Historically 2nd mortgage loans have been very hard to obtain as there was a misconception that those applying would eventually become credit risks because of their poor financial management skills. This simply isn’t true, currently 2nd mortgages are widely available for most applicants even for those who have adverse credit histories.

Here are a few pointers that people must be aware of when applying for a 2nd mortgage. Firstly your home has equity, meaning it has a certain inherent value which banks or lending institutions use to determine how much you are able to borrow. You are almost always never able to borrow more than the equity value of the property. When a mortgage loan is drawn on the full equity of the house a 2nd mortgage loan cannot be applied for unless your first loan was drawn on an equity level which was lower than your current property equity level. Generally what happens is that over time the home’s equity increases of there will be a gap in equity drawn for the first mortgage loan and the equity levels now. It is this gap which enables you to draw a 2nd mortgage loan.

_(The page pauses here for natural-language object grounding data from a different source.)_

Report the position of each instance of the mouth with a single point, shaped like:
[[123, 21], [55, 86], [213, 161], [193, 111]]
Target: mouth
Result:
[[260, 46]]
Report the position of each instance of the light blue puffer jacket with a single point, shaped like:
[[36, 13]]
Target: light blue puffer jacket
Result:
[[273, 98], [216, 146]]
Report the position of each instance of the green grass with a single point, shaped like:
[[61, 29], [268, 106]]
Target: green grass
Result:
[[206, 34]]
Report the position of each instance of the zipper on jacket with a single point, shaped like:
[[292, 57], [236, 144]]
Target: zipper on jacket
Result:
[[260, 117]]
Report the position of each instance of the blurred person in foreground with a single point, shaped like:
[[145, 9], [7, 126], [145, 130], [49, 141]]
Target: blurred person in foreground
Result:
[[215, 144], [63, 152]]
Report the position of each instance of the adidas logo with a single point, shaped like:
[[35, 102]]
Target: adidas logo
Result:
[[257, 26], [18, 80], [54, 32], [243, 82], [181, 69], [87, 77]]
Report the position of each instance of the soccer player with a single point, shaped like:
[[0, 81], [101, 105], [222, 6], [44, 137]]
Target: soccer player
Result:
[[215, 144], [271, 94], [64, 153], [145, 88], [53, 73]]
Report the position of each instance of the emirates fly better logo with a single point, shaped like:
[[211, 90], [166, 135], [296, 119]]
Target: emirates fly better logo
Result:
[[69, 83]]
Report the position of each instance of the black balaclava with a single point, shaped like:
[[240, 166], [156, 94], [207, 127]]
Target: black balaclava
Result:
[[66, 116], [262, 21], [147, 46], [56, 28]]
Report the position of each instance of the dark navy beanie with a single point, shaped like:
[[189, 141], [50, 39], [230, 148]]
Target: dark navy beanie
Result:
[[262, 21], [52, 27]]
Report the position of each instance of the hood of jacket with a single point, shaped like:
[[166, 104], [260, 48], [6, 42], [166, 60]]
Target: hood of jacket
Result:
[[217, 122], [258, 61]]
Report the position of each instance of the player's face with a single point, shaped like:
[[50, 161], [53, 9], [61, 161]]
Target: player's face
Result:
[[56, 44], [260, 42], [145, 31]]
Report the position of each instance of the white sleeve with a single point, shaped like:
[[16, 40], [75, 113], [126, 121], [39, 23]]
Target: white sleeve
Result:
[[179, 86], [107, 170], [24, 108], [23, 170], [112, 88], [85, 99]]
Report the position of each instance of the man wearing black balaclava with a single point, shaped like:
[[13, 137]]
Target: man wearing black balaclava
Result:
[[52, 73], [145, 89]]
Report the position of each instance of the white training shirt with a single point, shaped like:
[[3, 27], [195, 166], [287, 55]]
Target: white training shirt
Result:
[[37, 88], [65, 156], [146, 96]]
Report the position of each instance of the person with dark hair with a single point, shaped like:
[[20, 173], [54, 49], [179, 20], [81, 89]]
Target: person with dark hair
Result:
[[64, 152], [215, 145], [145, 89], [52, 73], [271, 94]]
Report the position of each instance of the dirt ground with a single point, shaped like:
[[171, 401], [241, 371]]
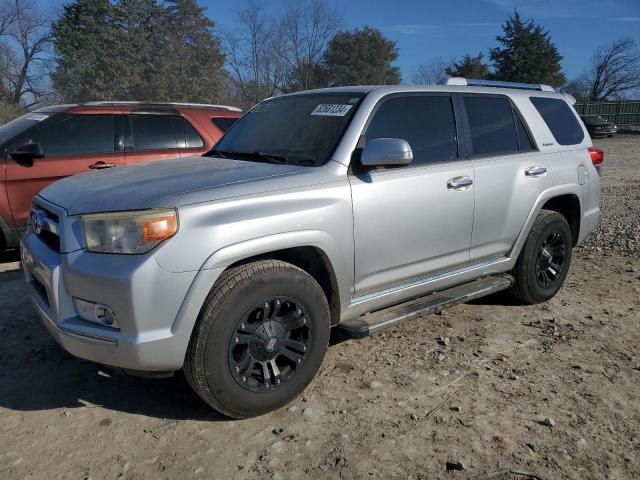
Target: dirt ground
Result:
[[550, 391]]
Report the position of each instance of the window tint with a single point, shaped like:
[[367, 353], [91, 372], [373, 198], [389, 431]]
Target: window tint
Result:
[[193, 139], [426, 122], [224, 123], [72, 134], [524, 142], [156, 132], [304, 128], [560, 119], [493, 130]]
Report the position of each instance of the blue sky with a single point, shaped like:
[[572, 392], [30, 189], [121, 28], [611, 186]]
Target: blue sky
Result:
[[424, 29]]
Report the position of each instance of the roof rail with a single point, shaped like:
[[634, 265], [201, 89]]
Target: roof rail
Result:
[[162, 104], [495, 83]]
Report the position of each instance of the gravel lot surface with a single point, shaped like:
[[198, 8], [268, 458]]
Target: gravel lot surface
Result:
[[551, 390]]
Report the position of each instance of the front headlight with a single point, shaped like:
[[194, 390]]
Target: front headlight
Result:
[[128, 232]]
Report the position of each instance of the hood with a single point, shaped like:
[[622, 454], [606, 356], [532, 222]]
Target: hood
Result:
[[142, 186]]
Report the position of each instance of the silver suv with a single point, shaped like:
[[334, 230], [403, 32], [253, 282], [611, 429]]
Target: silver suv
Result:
[[346, 208]]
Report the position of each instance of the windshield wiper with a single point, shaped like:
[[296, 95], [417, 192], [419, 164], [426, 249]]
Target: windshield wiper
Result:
[[260, 156]]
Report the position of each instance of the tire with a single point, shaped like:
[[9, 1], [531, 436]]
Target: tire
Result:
[[269, 314], [539, 275]]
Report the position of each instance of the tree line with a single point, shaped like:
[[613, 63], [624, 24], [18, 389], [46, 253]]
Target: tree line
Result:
[[169, 50]]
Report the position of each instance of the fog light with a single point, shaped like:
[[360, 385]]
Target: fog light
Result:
[[95, 312]]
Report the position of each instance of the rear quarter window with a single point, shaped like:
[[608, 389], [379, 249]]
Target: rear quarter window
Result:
[[560, 119]]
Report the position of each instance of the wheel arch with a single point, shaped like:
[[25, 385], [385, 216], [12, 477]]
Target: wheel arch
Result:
[[562, 199], [567, 205], [313, 261], [314, 251]]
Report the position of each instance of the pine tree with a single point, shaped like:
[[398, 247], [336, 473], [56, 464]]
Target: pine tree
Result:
[[526, 54], [470, 67]]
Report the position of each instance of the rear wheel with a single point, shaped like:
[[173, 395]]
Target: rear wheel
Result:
[[259, 340], [544, 261]]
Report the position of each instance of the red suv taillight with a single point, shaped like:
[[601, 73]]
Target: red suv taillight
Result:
[[597, 155]]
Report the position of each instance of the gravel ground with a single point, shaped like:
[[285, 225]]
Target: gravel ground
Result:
[[619, 229], [550, 390]]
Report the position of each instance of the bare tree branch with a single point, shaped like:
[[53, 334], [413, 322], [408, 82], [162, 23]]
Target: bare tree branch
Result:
[[431, 72], [25, 37], [255, 54], [614, 70]]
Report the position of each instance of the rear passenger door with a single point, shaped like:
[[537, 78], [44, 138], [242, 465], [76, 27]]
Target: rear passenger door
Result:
[[154, 136], [415, 220], [72, 144], [510, 172]]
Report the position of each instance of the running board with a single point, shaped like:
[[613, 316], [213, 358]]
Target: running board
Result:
[[375, 321]]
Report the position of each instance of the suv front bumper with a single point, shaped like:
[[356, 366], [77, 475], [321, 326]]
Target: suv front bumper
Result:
[[155, 309]]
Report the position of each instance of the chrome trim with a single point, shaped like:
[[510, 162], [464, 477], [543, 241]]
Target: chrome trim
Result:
[[425, 280], [496, 287]]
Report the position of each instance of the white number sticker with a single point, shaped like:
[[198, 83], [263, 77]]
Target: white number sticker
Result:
[[331, 110]]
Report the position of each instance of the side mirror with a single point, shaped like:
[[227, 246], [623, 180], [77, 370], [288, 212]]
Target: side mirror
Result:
[[27, 153], [386, 151]]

Another thing that applicants should be aware of is the rates at which a 2nd mortgage loan attracts. Unlike a few years ago 2nd mortgage loan rates are greatly reduced from those seen before. The difference in rates between first mortgage loan and second mortgage loan are now negligible. The estimated measurement for 2nd mortgages is the prime lending rate however budget lenders can offer products which might even undercut these rates.

Another option that is frequently used is the conversion of remaining equity into a line of credit (commonly referred to as HELOC). This product although slightly more expensive than a traditional 2nd mortgage grants the applicant unrivalled levels of freedom. They can choose to pay back money to the lender for a reduced monthly interest payment then draw from on the same line of credit if the situation requires.

All up 2nd mortgages are a very acceptable form of loan but it is important that the applicant know what they are doing with the loan with the full intension of paying it back. The ease in which applicants can get the loans now may mean that applicants fall deeper into debt if their finances are not managed properly.